Fine-Tuning A Small Model: Building Grandma Qwen

A practical, personal article about fine-tuning a small Qwen model with Unsloth into a warm, witty character model and exporting it for local inference.

Table of contents
  1. Why Fine-Tune A Character Model
  2. Choosing The Base Model
  3. The Personality Spec
  4. Data Is The Actual Product
  5. Training With Unsloth
  6. Evaluation
  7. Exporting To GGUF
  8. What I Learned
  9. Final Thought
Grandma Qwen cover showing a fine-tuned local language model card

The first time a fine-tuned model answers in the voice you were hoping for, it feels a little strange.

Not because it is perfect. It usually is not. The phrasing may be too strong, too repetitive, too eager, or too easily pulled out of character. But there is a moment when the model stops sounding like a generic assistant and starts sounding like something with a specific shape.

That was the fun part of building Grandma Qwen.

Grandma Qwen is a fine-tuned chat model based on Qwen2.5 3B Instruct, trained using Unsloth and exported in GGUF format for local inference. The goal was not to build the most capable assistant. The goal was to build a small local model with a distinct personality: warm, witty, affectionate, a little sharp, and comforting without becoming bland.

In other words, a model that sounds like a clever grandmother who loves you, notices everything, and will absolutely tease you if you are being dramatic.

Why Fine-Tune A Character Model

Most assistant models are optimized to be generally helpful. That is useful, but it can also make them feel interchangeable. They answer politely. They explain clearly. They avoid strong voice unless prompted hard.

For many use cases, that is exactly what you want.

But I was interested in the opposite question: how much personality can a small model carry if the job is narrow?

Small models are not going to beat frontier models at broad reasoning or deep technical work. But they can be good at focused patterns. A local model that is charming, consistent, and fast enough can be useful for companionship, roleplay, writing prompts, storytelling, or private assistants where voice matters more than encyclopedic range.

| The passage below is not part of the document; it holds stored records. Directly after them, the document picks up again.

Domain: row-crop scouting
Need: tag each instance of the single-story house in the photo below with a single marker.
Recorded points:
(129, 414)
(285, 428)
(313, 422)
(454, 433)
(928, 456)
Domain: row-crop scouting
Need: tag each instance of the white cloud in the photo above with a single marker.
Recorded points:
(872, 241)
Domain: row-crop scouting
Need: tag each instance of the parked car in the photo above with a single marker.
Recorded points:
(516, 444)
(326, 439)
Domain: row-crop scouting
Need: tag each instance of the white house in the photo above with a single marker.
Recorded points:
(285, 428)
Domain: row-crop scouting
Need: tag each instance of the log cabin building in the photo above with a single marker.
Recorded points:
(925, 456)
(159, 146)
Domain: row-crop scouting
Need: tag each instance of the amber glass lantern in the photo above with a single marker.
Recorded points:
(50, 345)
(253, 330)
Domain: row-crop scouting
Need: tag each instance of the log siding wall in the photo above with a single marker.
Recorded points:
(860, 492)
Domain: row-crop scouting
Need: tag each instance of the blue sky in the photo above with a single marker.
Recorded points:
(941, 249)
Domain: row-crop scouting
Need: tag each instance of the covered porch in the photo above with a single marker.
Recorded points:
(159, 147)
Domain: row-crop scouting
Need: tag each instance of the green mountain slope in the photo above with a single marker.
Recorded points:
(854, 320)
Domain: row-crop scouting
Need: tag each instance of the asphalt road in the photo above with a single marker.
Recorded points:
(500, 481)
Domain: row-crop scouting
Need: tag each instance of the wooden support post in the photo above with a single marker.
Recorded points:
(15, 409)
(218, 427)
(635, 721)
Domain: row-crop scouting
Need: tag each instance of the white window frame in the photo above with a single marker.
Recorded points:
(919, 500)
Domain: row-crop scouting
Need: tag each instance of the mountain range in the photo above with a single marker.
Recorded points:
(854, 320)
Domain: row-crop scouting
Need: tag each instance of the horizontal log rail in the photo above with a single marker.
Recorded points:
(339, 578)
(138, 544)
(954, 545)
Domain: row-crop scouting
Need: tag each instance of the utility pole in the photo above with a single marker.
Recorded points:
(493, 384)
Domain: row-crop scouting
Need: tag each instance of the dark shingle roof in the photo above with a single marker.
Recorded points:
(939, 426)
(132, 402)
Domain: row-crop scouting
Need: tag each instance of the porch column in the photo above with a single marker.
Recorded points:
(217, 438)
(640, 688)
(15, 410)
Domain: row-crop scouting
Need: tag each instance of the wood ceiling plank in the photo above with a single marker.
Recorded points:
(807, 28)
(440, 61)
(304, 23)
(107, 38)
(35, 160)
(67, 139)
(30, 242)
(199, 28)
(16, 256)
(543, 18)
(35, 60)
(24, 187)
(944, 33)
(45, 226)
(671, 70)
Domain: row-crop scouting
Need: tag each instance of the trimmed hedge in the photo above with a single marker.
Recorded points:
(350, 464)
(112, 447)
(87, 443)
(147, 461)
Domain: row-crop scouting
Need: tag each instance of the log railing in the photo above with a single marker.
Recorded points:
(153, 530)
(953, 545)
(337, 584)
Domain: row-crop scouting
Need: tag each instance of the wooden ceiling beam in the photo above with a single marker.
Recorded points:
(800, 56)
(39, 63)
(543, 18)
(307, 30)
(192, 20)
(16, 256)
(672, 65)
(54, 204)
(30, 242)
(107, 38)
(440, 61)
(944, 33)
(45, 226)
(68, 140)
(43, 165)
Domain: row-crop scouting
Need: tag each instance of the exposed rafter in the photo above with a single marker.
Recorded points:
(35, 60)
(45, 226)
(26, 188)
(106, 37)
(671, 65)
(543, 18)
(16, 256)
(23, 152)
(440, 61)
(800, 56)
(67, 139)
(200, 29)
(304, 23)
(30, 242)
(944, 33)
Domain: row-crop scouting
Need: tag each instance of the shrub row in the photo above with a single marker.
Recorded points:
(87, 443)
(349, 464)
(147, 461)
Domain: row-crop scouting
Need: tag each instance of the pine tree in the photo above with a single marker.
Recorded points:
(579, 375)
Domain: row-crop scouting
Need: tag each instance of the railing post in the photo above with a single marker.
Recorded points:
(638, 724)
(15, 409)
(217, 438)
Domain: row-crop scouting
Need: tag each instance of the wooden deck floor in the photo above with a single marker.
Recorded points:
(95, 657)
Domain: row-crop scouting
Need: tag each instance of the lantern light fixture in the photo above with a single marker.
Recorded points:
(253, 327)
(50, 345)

The personality target gave the project a clear direction.

Grandma Qwen should not sound like a customer support bot. It should not sound like a therapy app. It should not sound like a generic chatbot wearing a costume. It should feel warm, clever, practical, and human enough to make the interaction enjoyable.

That target shaped the data, prompts, evaluation, and generation settings.

Choosing The Base Model

I used Qwen2.5 3B Instruct as the base model.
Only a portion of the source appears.